Segundo ele, espera-se que o Congresso americano tome medidas para
suspender completamente o embargo dos EUA a Cuba antes do democrata
deixar o cargo em 2017.
Novos vínculos
Em Havana, Raúl Castro disse que quer restabelecer os vínculos
especialmente no que se refere a viagens, correio postal direto e
telecomunicações. "Esta decisão do presidente Obama merece respeito e
reconhecimento pelo nosso povo", afirmou o presidente cubano.
"Exorto o governo dos Estados Unidos a remover os obstáculos que
impedem os vínculos entre nossos povos", acrescentou o cubano. O anúncio
foi feito em meio a uma série de novas medidas de construção de
confiança entre os dois inimigos de longa data, incluindo as libertações
do americano Alan Gross, preso em Cuba desde 2009, e de três membros do
grupo Cinco Cubanos, presos na Flórida desde 1981.
Segundo autoridades americanas, os espiões cubanos foram trocados por
um funcionário da inteligência americana que estava detido havia mais de
20 anos. Tecnicamente, disseram, Gross não fez parte da troca, tendo
sido solto separadamente por "questões humanitárias".
Em seu retorno aos Estados Unidos, Alan Gross disse que Cuba e Estados
Unidos precisam superar políticas que são "mutualmente beligerantes".

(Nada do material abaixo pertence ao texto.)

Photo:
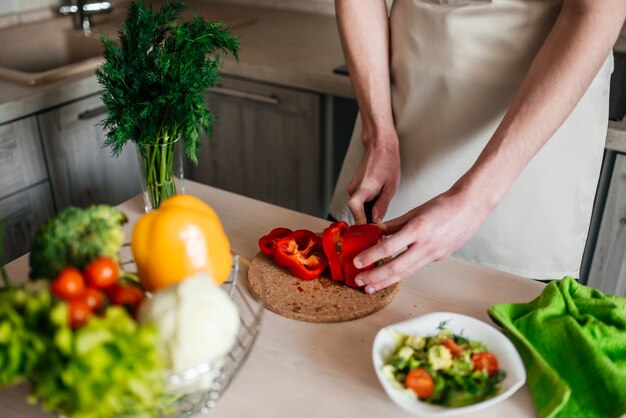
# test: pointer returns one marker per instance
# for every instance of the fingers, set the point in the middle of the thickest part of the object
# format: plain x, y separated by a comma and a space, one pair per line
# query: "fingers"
382, 204
355, 203
398, 269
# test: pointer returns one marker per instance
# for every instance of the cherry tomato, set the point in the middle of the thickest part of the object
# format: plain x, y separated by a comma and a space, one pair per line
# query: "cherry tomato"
93, 298
125, 295
485, 360
420, 382
452, 346
78, 313
69, 284
102, 272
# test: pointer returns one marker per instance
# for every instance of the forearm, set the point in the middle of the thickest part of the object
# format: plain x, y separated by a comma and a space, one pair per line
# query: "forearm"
575, 49
364, 32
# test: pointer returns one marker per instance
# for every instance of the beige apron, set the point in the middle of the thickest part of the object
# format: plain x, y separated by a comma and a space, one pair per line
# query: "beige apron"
455, 67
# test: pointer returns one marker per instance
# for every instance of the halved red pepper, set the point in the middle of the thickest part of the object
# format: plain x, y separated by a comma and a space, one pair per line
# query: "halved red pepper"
332, 242
301, 253
356, 239
267, 243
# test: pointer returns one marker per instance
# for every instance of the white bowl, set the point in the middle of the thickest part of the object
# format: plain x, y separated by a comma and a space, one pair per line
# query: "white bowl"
496, 342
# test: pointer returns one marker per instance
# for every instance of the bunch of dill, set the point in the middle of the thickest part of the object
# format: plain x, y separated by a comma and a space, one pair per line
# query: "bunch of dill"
155, 79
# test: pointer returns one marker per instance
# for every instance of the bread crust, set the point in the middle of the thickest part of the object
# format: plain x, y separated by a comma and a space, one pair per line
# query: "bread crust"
318, 300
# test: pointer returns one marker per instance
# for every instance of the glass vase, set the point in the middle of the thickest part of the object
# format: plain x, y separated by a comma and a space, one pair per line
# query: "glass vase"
163, 171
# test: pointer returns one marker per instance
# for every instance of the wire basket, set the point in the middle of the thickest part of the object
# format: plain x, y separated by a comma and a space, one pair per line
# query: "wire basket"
197, 390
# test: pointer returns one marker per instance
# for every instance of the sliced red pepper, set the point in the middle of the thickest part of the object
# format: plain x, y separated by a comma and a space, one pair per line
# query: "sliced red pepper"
301, 253
267, 243
355, 240
332, 242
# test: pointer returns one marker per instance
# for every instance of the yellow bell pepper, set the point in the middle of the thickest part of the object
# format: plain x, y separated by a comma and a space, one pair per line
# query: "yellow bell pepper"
184, 236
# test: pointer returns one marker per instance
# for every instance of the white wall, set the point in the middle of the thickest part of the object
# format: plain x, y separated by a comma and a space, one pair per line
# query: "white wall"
20, 6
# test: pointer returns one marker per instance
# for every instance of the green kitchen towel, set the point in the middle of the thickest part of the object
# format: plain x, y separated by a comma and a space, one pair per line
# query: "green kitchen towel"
572, 340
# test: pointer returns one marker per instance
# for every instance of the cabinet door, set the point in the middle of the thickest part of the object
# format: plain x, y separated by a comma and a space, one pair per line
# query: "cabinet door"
266, 145
22, 213
82, 172
21, 157
608, 267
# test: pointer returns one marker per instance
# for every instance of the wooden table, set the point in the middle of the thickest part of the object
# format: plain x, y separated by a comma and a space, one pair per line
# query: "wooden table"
300, 369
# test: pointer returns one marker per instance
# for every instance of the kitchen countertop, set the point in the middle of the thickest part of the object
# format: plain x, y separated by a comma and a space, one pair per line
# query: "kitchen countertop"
290, 48
324, 369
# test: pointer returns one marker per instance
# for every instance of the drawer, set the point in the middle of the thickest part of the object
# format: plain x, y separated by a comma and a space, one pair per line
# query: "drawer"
22, 213
21, 156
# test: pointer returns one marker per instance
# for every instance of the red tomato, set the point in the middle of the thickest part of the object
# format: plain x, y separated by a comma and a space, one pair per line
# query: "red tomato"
93, 298
102, 272
485, 360
420, 382
69, 284
125, 295
78, 313
452, 346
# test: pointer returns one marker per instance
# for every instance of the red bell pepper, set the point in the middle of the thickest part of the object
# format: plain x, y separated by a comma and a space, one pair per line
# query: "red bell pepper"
301, 253
332, 242
356, 239
267, 243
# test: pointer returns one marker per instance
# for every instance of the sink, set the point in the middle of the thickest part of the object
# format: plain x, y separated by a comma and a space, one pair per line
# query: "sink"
50, 50
45, 51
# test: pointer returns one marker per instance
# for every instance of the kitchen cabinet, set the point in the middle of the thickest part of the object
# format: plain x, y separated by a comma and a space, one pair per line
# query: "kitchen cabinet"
25, 198
22, 213
266, 145
608, 266
82, 172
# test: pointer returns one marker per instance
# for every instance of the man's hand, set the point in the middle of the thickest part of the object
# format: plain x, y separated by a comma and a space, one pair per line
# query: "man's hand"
376, 179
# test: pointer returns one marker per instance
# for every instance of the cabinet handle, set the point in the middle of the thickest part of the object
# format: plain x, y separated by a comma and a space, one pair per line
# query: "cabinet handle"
273, 100
92, 113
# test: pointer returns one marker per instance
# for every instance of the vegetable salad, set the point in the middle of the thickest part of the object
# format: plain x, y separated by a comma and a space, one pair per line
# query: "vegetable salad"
445, 369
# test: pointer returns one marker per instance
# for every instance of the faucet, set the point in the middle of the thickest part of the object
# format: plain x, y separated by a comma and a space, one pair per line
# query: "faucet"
81, 10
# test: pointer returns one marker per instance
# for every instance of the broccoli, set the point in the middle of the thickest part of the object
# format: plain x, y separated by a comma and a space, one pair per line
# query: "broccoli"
75, 237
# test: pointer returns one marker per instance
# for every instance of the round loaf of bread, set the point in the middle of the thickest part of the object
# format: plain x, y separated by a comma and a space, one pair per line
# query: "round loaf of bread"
319, 300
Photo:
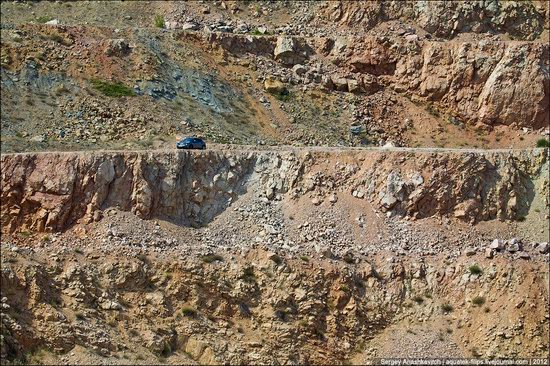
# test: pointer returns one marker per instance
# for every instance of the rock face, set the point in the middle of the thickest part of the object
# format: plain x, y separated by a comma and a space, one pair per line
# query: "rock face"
523, 20
51, 191
274, 86
486, 82
286, 51
286, 303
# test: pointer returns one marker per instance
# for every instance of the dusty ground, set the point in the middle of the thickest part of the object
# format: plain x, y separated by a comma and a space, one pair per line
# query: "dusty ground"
371, 187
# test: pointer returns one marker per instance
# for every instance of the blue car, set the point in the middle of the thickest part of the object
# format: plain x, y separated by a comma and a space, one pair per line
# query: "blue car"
191, 143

Ele agradeceu a Obama pelos esforços para garantir sua libertação e
garantiu que ele não culpava o povo cubano pelo seu sofrimento. "Dois
erros nunca somam um acerto. Fiquei muito feliz ao ouvir o que o
presidente disse hoje", disse Gross, que foi preso por importar
tecnologia proibida e tentar estabelecer um serviço clandestino de
Internet para judeus cubanos.
Reação nos EUA
A notícia da restauração da diplomacia entre os EUA e Cuba ecoou
profundamente na comunidade de 1,5 milhão de cubanos em solo
norte-americano. Alguns exilados vibraram com a perspectiva de ter
acesso mais fácil a seus familiares. Outros comemoram a possibilidade de
um descongelamento no relacionamento dos dois países.
Um dos principais intermediários do diálogo entre os Estados Unidos e
Cuba, o papa Francisco elogiou a reaproximação entre os dois países,
"com o objetivo de superar, em nome do interesse de seus respectivos
cidadãos, as dificuldades que marcaram suas histórias recentes".

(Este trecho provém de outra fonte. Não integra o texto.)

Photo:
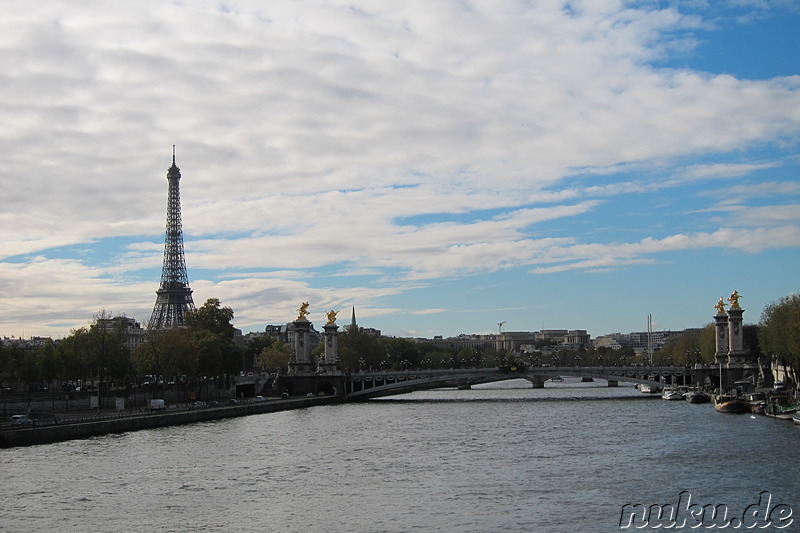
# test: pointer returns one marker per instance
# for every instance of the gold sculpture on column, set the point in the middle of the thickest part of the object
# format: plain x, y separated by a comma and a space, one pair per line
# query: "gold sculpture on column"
332, 317
303, 311
734, 300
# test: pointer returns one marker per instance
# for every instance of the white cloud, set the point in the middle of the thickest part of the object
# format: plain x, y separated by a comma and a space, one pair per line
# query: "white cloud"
401, 141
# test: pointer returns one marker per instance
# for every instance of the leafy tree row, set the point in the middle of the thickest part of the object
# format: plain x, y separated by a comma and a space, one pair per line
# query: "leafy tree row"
779, 333
97, 356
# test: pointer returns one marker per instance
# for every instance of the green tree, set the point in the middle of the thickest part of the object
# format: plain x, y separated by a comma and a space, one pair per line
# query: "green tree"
275, 356
212, 317
779, 332
359, 350
212, 331
73, 351
166, 353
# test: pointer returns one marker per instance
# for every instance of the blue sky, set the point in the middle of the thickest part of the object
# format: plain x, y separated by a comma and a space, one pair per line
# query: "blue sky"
441, 166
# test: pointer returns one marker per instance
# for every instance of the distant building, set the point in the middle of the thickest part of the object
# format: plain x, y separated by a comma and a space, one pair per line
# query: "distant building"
131, 330
517, 342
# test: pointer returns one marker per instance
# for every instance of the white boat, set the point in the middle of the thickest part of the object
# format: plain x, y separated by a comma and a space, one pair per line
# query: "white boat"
672, 394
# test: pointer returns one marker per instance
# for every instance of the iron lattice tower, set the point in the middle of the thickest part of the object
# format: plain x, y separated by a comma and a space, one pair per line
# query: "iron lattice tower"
174, 297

Oposição republicana critica Obama por retomada
Washington. A oposição republicana nos EUA reagiu com
críticas ao anúncio da retomada de relações diplomáticas entre EUA e
Cuba, feito na tarde de ontem pelo presidente americano, Barack Obama, e
pelo homólogo cubano, Raúl Castro.
Os senadores John McCain e Lindsey Graham, duas das principais vozes do
partido republicano em matéria de política externa, criticaram as
medidas de Obama em um comunicado conjunto. Para eles, a mudança de
política reflete "o declínio da América e dos valores que ela
representa". "O acordo é sobre o apaziguamento de ditadores
autocráticos, vândalos e adversários", declararam os senadores.

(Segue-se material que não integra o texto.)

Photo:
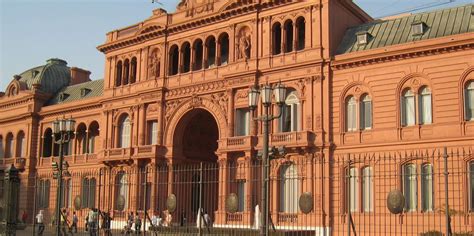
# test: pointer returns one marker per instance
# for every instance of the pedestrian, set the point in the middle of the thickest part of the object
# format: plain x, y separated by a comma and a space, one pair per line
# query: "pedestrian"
39, 220
138, 223
24, 217
74, 221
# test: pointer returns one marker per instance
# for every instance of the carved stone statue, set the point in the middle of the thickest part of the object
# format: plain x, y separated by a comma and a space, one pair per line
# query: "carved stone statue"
154, 63
244, 44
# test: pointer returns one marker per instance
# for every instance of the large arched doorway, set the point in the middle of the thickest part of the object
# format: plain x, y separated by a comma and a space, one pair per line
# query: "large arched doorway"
195, 141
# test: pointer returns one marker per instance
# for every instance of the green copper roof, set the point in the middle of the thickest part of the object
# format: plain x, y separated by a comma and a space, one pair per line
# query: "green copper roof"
51, 77
79, 91
383, 33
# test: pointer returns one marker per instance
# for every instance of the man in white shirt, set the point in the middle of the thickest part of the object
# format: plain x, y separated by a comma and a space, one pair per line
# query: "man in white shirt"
39, 220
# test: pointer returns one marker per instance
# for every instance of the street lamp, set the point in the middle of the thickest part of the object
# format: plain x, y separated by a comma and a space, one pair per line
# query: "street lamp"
62, 132
279, 92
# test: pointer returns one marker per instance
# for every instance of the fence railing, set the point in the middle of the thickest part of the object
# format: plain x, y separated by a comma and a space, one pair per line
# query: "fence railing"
343, 194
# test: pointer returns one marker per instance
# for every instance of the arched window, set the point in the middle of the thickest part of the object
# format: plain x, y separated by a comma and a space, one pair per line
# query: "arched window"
186, 52
121, 193
408, 108
470, 169
88, 192
300, 33
425, 106
47, 142
224, 49
410, 187
289, 189
9, 147
2, 149
276, 36
133, 74
126, 72
288, 36
289, 121
469, 100
198, 54
20, 144
210, 52
43, 191
427, 188
365, 112
174, 60
351, 114
118, 74
354, 189
125, 127
367, 189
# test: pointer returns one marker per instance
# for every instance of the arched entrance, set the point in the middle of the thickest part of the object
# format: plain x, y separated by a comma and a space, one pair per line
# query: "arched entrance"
195, 141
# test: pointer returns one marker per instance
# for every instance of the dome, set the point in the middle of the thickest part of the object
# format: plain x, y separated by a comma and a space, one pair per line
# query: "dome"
50, 78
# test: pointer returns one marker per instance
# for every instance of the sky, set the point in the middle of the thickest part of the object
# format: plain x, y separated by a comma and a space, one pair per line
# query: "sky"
32, 31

Tanto McCain como Graham ocuparão posições importantes no Senado
norte-americano a partir de janeiro de 2015, quando o partido democrata
de Obama perderá o controle da Casa para os republicanos, após a
expressiva vitória da oposição nas eleições legislativas de novembro
passado.
McCain será chefe do Comitê de Serviços Armados do Senado, e Graham irá
liderar um subcomitê responsável por supervisionar os gastos do
Departamento de Estado.
Para analista, 'não havia razão para não avançar'
De acordo com o doutor em Sociologia e professor do Instituto de
Relações Internacionais da Universidade de Brasília, Antonio Jorge
Ramalho da Rocha, a reaproximação anunciada pelo presidente dos Estados
Unidos com Cuba "rompe um padrão estabelecido há mais de 50 anos, no
marco da Guerra Fria, que claramente não produziu os resultados
esperados e se tornou anacrônico nos dias atuais".
Segundo o especialista, Barack Obama demonstrou "coragem política para
tomar decisões que dividem o país". O sociólogo pondera, todavia, que
"não havia razão para ele não avançar", na questão do restabelecimento
de relações diplomáticas com o governo de Raúl Castro e que o momento
escolhido para o anúncio "visa justamente tentar materializar algum
avanço político imediatamente, já que na próxima legislatura o
presidente encontrará dificuldades".
Ramalho também destaca que o gesto norte-americano aumenta as
possibilidades de que haja uma maior abertura política e econômica em
Cuba. "É este o objetivo de ambos", conclui.